Compared to your average CGI-enhanced, action-packed audiovisual sweet-treat, the pre-talkie movie is a subtle pleasure. Nevertheless such artefacts from the dawn of the movie age continue to sustain an ardent following, witnessed once more at this week’s opening of the silent-film mini-festival in Tromsø: Stumfilmdager. Perhaps it’s because silent movies represent an expression of the brand new medium of film at its most fresh and exuberant, and a strange, animated snapshot of a long forgotten time in our history.
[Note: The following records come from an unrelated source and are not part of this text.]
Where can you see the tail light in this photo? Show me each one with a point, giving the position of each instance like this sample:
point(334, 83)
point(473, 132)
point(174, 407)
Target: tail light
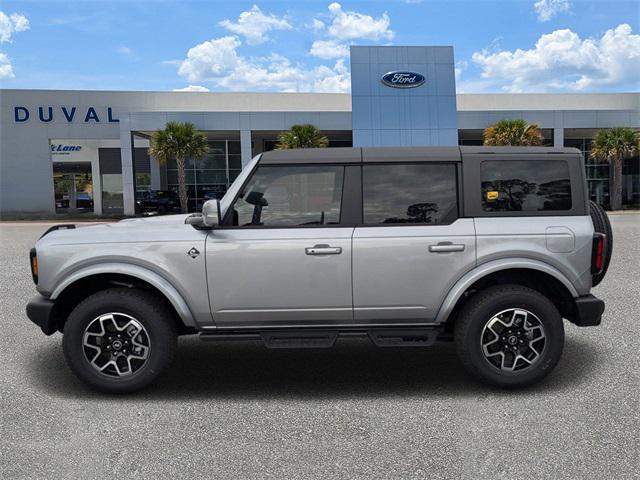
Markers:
point(33, 260)
point(598, 253)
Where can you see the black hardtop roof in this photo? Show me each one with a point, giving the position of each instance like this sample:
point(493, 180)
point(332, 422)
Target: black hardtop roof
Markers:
point(396, 154)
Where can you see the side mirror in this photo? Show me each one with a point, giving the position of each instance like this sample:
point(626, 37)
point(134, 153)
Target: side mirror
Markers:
point(211, 213)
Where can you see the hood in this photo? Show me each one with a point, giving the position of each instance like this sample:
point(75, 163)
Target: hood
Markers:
point(160, 228)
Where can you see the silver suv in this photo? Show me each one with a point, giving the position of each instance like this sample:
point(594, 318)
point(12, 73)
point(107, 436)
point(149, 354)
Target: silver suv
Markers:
point(488, 247)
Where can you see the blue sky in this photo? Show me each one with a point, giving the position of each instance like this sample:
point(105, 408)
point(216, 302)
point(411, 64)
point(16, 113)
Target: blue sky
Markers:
point(508, 46)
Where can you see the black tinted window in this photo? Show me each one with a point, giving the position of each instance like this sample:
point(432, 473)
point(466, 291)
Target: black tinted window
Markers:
point(409, 193)
point(525, 185)
point(290, 196)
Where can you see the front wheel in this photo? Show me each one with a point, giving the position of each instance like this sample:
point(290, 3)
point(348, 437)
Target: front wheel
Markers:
point(119, 340)
point(509, 336)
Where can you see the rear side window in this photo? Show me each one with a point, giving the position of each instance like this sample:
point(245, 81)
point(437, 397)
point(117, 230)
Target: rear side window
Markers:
point(409, 193)
point(525, 185)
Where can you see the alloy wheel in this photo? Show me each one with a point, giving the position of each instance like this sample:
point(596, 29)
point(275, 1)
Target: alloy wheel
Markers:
point(116, 344)
point(513, 340)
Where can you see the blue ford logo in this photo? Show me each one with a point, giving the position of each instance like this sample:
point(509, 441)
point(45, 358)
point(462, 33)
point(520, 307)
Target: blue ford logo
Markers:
point(403, 79)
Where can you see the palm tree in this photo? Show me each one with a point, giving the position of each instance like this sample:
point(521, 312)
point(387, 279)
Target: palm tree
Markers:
point(179, 141)
point(302, 136)
point(513, 132)
point(614, 146)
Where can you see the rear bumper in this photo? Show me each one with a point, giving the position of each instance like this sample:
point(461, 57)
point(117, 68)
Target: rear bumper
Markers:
point(588, 311)
point(39, 311)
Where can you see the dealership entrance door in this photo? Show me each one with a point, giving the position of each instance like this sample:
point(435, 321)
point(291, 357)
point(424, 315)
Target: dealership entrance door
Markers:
point(73, 187)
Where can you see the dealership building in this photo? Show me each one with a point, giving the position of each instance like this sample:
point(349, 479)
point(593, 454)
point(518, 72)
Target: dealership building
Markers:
point(71, 152)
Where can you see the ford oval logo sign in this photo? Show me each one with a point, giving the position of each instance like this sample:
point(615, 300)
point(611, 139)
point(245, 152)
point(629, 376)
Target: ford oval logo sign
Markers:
point(403, 79)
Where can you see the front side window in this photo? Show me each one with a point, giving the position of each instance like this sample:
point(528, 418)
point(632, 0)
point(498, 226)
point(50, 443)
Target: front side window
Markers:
point(409, 193)
point(525, 185)
point(291, 196)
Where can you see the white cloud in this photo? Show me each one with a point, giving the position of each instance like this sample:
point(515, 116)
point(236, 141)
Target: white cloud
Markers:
point(6, 70)
point(329, 49)
point(192, 88)
point(547, 9)
point(317, 25)
point(347, 25)
point(210, 59)
point(217, 61)
point(10, 24)
point(561, 60)
point(254, 25)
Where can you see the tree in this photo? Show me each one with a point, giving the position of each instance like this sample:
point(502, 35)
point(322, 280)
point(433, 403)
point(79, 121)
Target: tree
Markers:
point(179, 141)
point(513, 132)
point(302, 136)
point(614, 146)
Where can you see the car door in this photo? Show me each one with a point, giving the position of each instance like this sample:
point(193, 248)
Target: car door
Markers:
point(285, 256)
point(412, 247)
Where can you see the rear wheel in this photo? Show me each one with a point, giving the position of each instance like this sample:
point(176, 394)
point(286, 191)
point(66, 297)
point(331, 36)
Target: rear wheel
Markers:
point(601, 224)
point(119, 340)
point(509, 336)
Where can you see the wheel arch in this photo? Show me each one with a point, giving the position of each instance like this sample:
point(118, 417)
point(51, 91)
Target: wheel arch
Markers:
point(106, 275)
point(532, 273)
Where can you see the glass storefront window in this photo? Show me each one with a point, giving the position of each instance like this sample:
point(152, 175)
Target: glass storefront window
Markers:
point(112, 200)
point(209, 177)
point(73, 187)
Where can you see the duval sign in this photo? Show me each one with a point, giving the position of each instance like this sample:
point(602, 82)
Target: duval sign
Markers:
point(402, 79)
point(69, 114)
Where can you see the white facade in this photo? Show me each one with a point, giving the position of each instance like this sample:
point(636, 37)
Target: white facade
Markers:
point(101, 120)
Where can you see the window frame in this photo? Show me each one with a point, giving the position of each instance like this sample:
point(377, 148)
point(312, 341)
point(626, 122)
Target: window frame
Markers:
point(458, 182)
point(472, 163)
point(347, 218)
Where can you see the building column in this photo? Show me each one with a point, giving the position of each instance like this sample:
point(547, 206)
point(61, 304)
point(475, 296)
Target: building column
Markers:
point(96, 183)
point(558, 129)
point(245, 147)
point(154, 166)
point(126, 158)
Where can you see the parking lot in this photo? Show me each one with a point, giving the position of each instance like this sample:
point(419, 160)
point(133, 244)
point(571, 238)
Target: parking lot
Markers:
point(239, 410)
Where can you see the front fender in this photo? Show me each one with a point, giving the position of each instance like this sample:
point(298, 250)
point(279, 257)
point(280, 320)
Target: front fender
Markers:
point(136, 271)
point(490, 267)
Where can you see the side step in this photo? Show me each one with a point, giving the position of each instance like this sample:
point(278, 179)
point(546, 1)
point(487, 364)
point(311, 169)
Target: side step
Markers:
point(300, 339)
point(404, 337)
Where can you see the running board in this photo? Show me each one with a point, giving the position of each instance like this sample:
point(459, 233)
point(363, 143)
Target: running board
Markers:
point(401, 337)
point(404, 337)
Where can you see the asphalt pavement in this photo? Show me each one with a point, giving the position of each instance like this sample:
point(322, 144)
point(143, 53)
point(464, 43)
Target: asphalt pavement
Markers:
point(238, 410)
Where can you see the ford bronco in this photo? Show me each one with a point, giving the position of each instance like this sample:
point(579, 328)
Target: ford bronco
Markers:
point(491, 247)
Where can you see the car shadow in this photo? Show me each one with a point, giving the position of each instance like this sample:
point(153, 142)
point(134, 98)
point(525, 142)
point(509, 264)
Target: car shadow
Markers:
point(354, 368)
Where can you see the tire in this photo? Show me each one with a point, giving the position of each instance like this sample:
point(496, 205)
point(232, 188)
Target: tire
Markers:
point(601, 224)
point(472, 334)
point(130, 334)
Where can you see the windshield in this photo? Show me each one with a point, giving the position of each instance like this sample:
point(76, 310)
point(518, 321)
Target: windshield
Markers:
point(236, 185)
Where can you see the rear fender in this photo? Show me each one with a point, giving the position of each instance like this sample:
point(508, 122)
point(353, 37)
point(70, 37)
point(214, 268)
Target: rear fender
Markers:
point(487, 268)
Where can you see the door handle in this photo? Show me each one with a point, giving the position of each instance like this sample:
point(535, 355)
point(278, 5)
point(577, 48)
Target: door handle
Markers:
point(446, 247)
point(323, 250)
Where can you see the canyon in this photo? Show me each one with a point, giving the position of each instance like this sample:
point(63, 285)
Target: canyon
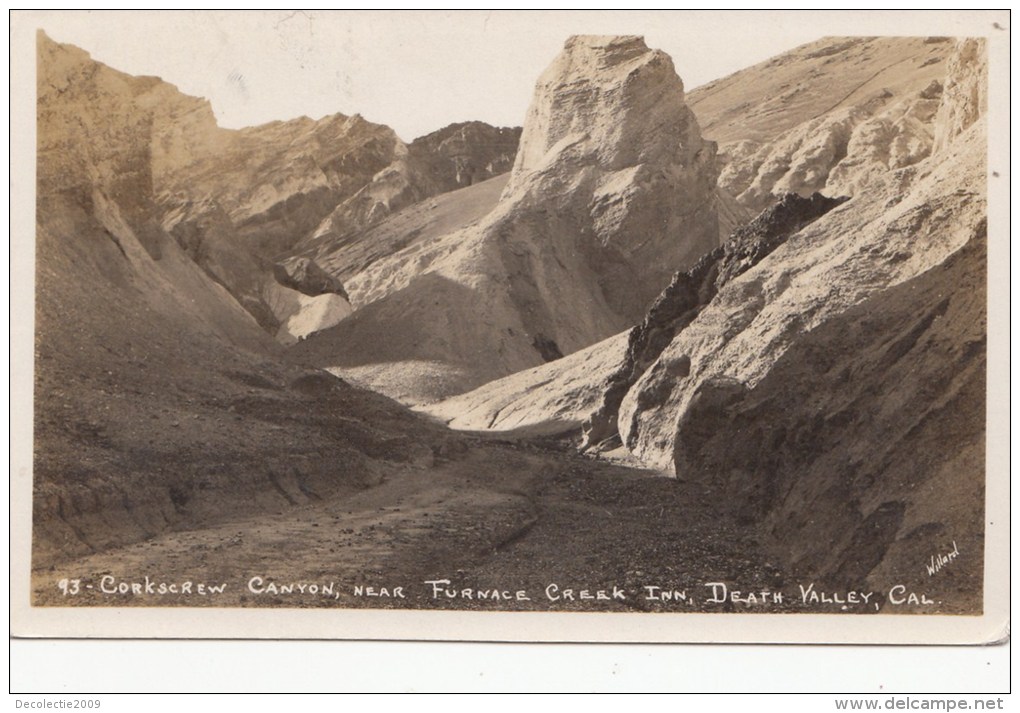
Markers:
point(736, 333)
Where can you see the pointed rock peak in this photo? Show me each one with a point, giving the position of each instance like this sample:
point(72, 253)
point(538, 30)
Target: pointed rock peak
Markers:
point(621, 98)
point(611, 49)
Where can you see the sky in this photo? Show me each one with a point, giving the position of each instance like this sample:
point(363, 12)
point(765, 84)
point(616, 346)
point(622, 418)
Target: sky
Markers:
point(414, 70)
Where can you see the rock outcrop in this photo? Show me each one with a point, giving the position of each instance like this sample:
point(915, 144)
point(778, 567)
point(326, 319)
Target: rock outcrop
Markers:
point(822, 374)
point(612, 191)
point(824, 117)
point(159, 403)
point(845, 374)
point(682, 300)
point(306, 276)
point(464, 154)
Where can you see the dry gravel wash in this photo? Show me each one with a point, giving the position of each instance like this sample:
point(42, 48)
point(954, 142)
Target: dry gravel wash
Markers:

The opening festivities this year featured two very different silent-film experiences, examples of the two principal alternative paths we might follow in our treatment of the medium: the reverential and the inspirational. The grand opening event was very much the former. We watched Charlie Chaplin’s masterpiece and swansong, the beautifully crafted City Lights, fearlessly launched in 1931, even as the sun was irreversibly setting on the golden age of silent film.
Most importantly, we watched it in a thoroughly authentic way, as Chaplin the auteur and star of the show would have wanted. That’s why we needed a full symphony orchestra (with a few idiosyncratic additions, including a banjo) packed awkwardly around the movie screen at Tromsø’s Kulturhus. As the opening credits rolled the orchestra, aided and abetted by the notable silent-movie expert and musical interpreter, Ben Model, on piano, set about the task of faithfully reproducing the famous tramp’s original film-score.
This was an experience to foster a finer appreciation for the work of a genuine movie great, and for the remarkable breadth of his talent. It was as though a cunning concoction of music and pictures had summoned up the spirit of the man himself. Surely this is the magic of silent film at its best?
Well we should at least reserve judgement until we have considered the alternative. For this was also on offer that same evening, just down the street, ironically enough at that most traditional of movie venues, the custom-built cinema from 1916, Verdensteatret.
Here the noted filmmaker and accomplished pianist Dietrich Brüggemann, together with beatbox specialist Mando, provided something completely different. Old met new as they sat astride the long boarded over orchestra-pit and, assisted by the audience, selected promising looking clips from the postmodern smorgasbord we call YouTube. They rose magnificently to the challenge of improvising music and sound-effects to accompany whatever strange and often unpredictable imagery were chosen for viewing.
In some ways this is the most exciting avenue, where the historical artefact is liberated from its metaphorical museum and turned into an inspirational lodestone. In this way the silent film becomes a ghostly invitation to creative collaboration, and a living medium that is potentially gloriously reinvented on the occasion of each unique screening.
Both avenues are indispensable, however. We need to understand these films as best we can, speculate about what they may have meant to their creators and to their early audiences and, as chemistry permits, learn to love them. It is only through such understanding and appreciation that we open the door to true engagement and even collaboration.
We must learn to love in order, in a strange way, to be loved back by these artists of a bygone age. Then, ‘together,’ we might just manage to do something truly amazing, and enter a kind of silent-movie heaven.
In the immortal words of Eddie Cochran:
Step one, you find a girl to love
Step two, she falls in love with you
Step three, you kiss and hold her tightly
Yeah that sure seems like heaven to me.